FWIW I've also started using xbindkeys to get the keyboard shortcuts I want working.

icon Faidon Liambotis at 15:30 on 7 December 2014

Flashback's keyboard shortcuts issues is #771922, partly fixed now.

(fallback is called flashback now)

icon Steve Kemp at 15:37 on 7 December 2014
http://steve.org.uk/.

Thanks for the reference, and the update on the naming.

For the moment I've installed xbindkeys to give me shortcuts for opening a terminal ("Ctrl-Alt-T" is just too hard to unlearn!

(And for fun that lead to the filing of #772473 against xbindkeys-config.)

icon Josh at 20:55 on 7 December 2014

What's the current state of obnam performance? Last time I tried it, it was still too slow to be usable. How long does a full/incremental backup take for you?

icon Steve Kemp at 21:08 on 7 December 2014
http://steve.org.uk/.

Performance was decent, but of course you have to bear in mind I'm reading from a pair of RAIDed SSDs so read-performance will be exceptionally good.

The limiting factor would probably be CPU overhead, or the speed of the external USB2 device I'm writing to.

To give concrete numbers, my root partition has about 10Gb of disk used. An incremental backup takes about 90 seconds.

icon Nemo Inis at 02:01 on 8 December 2014

Re: obnam performance: Try using --lru-size=1024 and --upload-queue-size=512 (or even larger values if you have lots of RAM). The default values are too small, especially for backups larger than 100,000 files.

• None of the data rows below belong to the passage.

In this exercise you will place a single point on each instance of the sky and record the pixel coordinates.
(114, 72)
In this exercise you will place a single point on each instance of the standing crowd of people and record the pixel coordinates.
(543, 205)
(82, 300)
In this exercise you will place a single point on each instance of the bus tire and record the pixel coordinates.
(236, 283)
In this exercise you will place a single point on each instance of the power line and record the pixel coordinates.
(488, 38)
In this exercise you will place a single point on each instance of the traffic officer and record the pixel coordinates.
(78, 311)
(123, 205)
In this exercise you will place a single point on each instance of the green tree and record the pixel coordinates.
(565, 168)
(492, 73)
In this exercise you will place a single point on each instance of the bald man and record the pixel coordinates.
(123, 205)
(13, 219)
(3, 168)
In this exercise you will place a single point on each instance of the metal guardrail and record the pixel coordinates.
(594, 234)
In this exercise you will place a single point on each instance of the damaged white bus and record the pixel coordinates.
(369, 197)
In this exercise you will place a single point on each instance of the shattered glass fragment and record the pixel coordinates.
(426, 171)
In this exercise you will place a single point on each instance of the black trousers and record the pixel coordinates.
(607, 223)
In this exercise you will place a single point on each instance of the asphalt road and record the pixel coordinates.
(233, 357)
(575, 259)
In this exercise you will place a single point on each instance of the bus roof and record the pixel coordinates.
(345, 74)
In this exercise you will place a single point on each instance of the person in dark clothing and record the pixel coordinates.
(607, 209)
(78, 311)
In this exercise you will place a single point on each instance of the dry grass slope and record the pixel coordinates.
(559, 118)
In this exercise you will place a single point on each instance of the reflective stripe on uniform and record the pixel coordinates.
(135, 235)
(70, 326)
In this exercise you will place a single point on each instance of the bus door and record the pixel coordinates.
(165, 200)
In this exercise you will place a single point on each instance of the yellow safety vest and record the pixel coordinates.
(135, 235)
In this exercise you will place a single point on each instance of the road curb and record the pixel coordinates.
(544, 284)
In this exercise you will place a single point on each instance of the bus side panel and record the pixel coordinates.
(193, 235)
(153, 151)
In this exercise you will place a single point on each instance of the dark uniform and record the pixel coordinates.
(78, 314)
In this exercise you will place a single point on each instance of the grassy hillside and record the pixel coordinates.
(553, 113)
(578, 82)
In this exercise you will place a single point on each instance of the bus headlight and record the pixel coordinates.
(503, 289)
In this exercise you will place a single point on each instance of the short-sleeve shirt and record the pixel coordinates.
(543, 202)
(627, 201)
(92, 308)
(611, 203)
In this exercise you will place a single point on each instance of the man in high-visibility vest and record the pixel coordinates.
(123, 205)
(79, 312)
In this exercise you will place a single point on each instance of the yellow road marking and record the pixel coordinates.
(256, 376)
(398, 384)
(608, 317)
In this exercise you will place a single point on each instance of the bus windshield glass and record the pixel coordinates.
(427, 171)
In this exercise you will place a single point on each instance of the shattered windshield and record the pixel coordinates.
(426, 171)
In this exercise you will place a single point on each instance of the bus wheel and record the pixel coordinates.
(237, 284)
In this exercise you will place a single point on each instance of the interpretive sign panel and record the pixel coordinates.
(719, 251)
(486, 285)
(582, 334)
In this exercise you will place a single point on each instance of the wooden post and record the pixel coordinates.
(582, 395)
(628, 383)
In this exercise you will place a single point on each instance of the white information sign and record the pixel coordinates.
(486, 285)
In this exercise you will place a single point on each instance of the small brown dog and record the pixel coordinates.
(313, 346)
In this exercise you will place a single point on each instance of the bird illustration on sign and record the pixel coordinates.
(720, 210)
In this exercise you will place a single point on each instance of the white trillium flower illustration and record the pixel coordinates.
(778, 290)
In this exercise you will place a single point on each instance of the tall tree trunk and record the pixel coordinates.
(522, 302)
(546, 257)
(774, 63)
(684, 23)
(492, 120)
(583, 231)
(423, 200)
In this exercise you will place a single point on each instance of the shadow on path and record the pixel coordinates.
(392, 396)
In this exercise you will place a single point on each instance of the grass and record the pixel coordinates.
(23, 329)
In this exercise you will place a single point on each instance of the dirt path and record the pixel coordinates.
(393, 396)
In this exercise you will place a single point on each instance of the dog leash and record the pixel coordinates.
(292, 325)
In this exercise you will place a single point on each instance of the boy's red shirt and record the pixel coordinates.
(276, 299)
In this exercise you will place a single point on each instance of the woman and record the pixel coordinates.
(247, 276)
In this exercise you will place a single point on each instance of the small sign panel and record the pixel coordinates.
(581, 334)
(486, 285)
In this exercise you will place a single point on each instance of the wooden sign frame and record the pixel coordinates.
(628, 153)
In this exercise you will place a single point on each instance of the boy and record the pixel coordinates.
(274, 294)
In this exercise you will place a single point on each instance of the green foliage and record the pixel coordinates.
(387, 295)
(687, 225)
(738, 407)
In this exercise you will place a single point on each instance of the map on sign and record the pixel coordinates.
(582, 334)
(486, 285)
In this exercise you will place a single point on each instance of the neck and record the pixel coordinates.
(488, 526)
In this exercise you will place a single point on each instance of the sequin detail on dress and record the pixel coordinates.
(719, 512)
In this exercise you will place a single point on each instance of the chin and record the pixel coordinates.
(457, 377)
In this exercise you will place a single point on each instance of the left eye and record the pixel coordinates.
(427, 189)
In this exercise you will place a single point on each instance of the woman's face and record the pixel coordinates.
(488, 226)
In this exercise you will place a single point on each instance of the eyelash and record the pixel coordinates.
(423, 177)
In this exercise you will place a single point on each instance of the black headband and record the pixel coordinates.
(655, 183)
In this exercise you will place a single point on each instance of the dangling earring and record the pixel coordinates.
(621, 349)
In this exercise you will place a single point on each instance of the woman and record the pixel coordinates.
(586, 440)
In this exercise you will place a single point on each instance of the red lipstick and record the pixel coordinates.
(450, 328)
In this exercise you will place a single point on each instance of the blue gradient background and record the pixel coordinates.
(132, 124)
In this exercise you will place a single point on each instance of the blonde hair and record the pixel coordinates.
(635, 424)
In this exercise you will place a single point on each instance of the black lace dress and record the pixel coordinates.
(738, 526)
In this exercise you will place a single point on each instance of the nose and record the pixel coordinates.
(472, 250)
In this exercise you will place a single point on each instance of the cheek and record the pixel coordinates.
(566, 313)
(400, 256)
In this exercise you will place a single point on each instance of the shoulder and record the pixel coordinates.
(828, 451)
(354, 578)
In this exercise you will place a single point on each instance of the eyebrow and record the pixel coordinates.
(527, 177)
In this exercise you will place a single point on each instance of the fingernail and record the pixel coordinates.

icon Nux! at 11:15 on 8 December 2014
http://www.nux.ro

Considering that indeed the SSDs are likely to die in the same period and that you have backups, why waste them in a RAID1?

Go RAID0 or LVM. :-)

icon Steve Kemp at 11:19 on 8 December 2014
http://steve.org.uk/.

Given that the biggest advantage of SSDs is their read-speeds .. why not use mirroring to make them even faster? :P

Mostly using mirroring just because there is a slim chance they will fail at different times. Also because I'm used to providing redundancy.